We previously reported that low intensity pulsed ultrasound (LIPUS) promotes marrow stromal cell (MSC) osteogenesis and suppresses the LPS-induced inflammatory response in osteoblasts. Here, we examined the effects of LIPUS on human periodontal ligament-derived stem cells (hPDLSCs) in chronic inflammatory bone disease, such as periodontitis.
hPDLSCs were collected from 3 healthy third molars. hPDLSCs were induced to differentiate by either recombinant BMP2 or BMP9 with or without daily LIPUS treatment (20 min/d). hPDLSCs were also stimulated by Porphyromonas gingivalis-derived LPS (LPS-PG), IL-1beta, and TNF-alpha with or without LIPUS. Matrix mineralization was evaluated by alizarin red S staining. The expression of genes for osteogenic makers and for inflammatory cytokines were analyzed by real time RT-PCR.

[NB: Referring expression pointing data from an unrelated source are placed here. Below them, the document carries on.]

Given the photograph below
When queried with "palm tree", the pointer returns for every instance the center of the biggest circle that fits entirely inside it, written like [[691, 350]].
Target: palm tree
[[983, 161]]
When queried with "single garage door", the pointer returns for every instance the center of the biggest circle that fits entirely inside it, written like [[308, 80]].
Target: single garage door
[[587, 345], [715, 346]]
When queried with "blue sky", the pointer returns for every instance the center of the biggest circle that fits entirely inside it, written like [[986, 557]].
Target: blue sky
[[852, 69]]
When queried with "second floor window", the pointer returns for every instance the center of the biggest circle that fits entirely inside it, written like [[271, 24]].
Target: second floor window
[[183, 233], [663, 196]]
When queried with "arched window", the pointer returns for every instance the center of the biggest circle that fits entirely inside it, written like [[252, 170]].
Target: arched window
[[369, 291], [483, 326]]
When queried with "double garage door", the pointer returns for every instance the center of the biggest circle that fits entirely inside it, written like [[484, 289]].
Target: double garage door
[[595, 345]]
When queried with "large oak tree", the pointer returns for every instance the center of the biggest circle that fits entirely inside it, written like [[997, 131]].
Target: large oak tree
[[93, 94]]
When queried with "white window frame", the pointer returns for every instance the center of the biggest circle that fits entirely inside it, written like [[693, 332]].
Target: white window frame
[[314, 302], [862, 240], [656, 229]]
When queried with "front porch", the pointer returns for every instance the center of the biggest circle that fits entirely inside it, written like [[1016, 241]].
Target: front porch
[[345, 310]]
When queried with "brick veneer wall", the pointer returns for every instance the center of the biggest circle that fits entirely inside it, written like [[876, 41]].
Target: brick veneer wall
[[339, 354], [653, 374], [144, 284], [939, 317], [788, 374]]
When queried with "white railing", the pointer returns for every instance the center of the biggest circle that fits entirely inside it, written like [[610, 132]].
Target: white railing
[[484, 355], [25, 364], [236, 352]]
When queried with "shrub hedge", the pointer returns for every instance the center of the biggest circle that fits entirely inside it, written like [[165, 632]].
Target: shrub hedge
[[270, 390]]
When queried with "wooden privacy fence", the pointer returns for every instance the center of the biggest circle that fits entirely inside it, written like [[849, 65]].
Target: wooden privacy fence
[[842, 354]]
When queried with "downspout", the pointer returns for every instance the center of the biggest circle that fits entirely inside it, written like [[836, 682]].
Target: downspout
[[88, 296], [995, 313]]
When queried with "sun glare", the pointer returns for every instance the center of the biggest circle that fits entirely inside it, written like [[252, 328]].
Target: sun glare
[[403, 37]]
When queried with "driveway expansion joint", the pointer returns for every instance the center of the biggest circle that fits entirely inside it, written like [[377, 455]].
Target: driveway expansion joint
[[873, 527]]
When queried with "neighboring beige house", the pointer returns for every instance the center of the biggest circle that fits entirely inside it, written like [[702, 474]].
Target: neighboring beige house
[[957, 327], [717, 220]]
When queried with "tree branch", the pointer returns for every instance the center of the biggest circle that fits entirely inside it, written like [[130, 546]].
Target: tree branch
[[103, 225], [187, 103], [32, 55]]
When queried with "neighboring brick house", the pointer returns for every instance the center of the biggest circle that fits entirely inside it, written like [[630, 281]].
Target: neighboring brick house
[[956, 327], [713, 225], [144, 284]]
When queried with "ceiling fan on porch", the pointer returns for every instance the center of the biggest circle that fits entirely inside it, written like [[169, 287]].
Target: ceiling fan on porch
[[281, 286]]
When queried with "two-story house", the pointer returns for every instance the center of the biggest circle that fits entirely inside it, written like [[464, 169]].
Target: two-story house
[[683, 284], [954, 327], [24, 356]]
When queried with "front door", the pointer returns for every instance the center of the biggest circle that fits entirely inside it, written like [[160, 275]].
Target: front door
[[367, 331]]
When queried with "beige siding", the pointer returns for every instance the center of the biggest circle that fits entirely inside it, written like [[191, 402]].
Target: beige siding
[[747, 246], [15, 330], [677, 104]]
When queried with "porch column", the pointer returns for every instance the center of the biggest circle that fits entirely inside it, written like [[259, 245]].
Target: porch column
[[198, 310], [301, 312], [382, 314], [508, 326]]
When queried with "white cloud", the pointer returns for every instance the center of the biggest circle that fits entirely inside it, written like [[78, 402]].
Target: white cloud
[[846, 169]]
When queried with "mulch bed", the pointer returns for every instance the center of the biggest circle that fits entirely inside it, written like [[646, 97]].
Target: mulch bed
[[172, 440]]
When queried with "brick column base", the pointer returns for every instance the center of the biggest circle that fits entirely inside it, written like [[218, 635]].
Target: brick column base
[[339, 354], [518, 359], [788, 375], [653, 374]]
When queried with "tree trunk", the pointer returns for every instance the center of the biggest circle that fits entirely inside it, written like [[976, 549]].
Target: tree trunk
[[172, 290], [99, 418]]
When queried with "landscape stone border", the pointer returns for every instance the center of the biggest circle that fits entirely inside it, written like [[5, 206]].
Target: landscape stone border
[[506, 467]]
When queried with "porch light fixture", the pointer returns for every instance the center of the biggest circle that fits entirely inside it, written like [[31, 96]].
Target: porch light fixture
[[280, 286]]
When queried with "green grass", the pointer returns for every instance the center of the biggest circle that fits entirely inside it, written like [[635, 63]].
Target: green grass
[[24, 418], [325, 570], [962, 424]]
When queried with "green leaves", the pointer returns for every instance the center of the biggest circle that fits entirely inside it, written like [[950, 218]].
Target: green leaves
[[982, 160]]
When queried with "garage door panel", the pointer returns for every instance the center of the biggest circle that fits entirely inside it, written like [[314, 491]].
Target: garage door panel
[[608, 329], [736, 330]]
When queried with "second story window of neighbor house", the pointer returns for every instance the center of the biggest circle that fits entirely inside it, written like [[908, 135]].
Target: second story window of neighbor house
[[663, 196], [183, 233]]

LIPUS promoted BMP9-induced osteogenesis of hPDLSCs based on increases in both cell calcification and osteogenic marker expression. In contrast, LIPUS did not affect BMP2-induced osteogenic differentiation. LIPUS-induced Noggin expression was potentially involved in the differential response of the cells. Either LPS-PG, IL-1beta, or TNF-alpha-induced ERK phosphorylation and IL-8, CCL2, and RANKL expression were decreased in LIPUS-treated hPDLSCs. Moreover, the inhibitory effects of LPS-PG and IL-1beta on osteogenesis of hPDLSCs were significantly blocked by LIPUS.

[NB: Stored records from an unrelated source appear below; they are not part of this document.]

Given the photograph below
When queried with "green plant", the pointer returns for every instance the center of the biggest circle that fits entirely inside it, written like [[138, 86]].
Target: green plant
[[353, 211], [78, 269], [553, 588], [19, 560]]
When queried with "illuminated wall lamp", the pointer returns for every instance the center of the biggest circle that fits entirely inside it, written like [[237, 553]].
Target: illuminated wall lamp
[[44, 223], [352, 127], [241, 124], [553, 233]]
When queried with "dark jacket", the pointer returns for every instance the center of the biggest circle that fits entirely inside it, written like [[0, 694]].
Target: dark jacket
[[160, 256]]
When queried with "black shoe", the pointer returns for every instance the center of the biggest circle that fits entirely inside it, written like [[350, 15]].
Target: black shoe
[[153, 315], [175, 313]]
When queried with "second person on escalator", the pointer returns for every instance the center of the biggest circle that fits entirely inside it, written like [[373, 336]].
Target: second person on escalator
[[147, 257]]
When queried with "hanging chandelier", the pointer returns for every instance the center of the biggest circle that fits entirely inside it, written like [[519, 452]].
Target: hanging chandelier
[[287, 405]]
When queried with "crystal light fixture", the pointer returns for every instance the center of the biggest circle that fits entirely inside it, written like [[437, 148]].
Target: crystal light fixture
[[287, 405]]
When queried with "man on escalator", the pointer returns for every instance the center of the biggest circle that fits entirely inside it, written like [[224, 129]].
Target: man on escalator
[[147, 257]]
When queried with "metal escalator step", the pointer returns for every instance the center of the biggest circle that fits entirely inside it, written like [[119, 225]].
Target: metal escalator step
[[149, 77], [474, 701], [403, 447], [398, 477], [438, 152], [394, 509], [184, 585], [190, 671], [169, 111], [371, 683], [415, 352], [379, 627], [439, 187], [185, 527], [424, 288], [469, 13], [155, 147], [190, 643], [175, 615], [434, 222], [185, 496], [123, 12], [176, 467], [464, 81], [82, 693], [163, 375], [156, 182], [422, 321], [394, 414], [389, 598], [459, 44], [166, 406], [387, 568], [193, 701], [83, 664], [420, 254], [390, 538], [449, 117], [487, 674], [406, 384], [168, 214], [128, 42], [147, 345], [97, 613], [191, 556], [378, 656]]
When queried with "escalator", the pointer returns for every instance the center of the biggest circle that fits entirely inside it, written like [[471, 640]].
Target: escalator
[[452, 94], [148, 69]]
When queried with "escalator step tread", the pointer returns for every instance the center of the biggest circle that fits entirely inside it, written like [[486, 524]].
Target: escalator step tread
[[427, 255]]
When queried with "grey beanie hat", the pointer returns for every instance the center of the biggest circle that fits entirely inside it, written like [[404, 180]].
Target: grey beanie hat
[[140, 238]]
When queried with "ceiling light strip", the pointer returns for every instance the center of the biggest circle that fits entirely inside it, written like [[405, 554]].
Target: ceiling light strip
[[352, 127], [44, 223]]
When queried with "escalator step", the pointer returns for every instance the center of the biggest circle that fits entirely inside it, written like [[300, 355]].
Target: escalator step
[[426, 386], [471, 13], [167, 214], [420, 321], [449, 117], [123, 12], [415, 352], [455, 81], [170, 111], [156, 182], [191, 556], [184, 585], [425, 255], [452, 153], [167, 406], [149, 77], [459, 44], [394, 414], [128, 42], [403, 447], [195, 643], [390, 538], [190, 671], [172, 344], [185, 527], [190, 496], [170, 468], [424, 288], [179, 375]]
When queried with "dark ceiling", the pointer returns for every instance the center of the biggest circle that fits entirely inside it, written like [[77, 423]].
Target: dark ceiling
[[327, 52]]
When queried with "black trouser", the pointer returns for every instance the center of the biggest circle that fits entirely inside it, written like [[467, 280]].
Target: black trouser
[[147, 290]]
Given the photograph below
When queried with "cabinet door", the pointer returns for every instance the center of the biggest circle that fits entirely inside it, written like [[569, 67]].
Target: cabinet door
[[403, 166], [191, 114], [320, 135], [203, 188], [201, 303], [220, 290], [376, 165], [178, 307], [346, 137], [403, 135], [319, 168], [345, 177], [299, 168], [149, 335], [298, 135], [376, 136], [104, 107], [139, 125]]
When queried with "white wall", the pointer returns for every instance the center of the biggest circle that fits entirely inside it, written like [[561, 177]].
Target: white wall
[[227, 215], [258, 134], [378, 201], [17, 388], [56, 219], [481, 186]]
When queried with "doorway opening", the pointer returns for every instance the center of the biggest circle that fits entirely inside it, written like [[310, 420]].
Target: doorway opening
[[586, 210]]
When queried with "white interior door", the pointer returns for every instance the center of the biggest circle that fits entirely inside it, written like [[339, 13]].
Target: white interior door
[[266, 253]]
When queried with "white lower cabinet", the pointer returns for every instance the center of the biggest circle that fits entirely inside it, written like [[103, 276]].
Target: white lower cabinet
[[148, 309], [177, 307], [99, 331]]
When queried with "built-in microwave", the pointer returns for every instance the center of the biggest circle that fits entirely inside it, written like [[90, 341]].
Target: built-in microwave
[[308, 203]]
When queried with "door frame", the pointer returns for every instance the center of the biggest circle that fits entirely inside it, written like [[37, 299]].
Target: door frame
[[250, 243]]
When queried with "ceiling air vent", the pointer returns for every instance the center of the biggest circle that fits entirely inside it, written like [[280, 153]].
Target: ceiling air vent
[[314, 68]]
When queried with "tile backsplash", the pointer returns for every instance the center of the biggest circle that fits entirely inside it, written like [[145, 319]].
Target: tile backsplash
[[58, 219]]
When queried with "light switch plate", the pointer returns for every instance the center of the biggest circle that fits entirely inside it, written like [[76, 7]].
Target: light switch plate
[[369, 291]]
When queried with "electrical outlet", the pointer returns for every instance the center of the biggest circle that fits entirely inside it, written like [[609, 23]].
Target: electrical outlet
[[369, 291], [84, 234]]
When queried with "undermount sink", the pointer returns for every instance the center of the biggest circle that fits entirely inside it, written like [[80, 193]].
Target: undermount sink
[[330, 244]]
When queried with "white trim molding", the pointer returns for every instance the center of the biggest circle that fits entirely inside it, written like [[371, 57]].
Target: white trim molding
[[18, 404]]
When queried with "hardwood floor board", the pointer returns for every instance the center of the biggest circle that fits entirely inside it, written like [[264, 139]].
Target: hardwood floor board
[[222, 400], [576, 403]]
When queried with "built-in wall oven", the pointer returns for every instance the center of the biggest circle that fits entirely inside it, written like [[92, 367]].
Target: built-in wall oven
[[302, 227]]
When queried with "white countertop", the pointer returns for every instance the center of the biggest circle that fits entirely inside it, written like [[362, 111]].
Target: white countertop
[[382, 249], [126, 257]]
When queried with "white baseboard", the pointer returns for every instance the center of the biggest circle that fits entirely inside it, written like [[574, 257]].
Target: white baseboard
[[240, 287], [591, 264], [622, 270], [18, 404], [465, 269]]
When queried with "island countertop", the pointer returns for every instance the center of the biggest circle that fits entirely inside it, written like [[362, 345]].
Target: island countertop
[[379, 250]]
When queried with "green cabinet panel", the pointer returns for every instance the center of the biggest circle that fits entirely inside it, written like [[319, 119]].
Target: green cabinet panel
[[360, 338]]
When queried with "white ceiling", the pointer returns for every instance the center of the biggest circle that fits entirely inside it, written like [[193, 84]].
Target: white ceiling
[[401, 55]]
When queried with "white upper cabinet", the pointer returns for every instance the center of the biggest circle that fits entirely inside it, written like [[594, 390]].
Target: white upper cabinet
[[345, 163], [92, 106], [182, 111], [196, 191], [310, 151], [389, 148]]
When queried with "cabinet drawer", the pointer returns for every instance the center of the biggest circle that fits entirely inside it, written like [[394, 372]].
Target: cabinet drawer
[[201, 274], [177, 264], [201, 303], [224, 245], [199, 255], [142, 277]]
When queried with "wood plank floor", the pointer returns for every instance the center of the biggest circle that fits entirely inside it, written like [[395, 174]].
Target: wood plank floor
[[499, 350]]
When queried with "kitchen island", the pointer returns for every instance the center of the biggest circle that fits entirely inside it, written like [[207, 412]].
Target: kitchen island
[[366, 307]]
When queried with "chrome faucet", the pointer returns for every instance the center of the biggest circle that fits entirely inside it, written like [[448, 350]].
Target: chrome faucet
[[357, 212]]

LIPUS is an effective tool to promote osteogenic differentiation under inflammatory conditions.
我们之前报道过,低强度脉冲超声(LIPUS)可促进骨髓基质细胞(MSC)的成骨作用,并抑制脂多糖(LPS)诱导的成骨细胞炎症反应。在此,我们研究了LIPUS对慢性炎症性骨病(如牙周炎)中人类牙周膜来源干细胞(hPDLSCs)的影响。
从3颗健康的第三磨牙中收集hPDLSCs。hPDLSCs在有或无每日LIPUS治疗(20分钟/天)的情况下,用重组骨形态发生蛋白2(BMP2)或骨形态发生蛋白9(BMP9)诱导分化。hPDLSCs也在有或无LIPUS的情况下,受到牙龈卟啉单胞菌来源的LPS(LPS-PG)、白细胞介素-1β(IL-1β)和肿瘤坏死因子-α(TNF-α)的刺激。通过茜素红S染色评估基质矿化情况。通过实时逆转录聚合酶链反应(RT-PCR)分析成骨标志物和炎症细胞因子基因的表达。
基于细胞钙化和成骨标志物表达的增加,LIPUS促进了BMP9诱导的hPDLSCs成骨作用。相比之下,LIPUS不影响BMP2诱导的成骨分化。LIPUS诱导的Noggin表达可能与细胞的不同反应有关。在接受LIPUS治疗的hPDLSCs中,LPS-PG、IL-1β或TNF-α诱导的细胞外信号调节激酶(ERK)磷酸化以及IL-8、趋化因子配体2(CCL2)和核因子κB受体活化因子配体(RANKL)表达均降低。此外,LIPUS显著阻断了LPS-PG和IL-1β对hPDLSCs成骨作用的抑制效果。
LIPUS是在炎症条件下促进成骨分化的有效工具。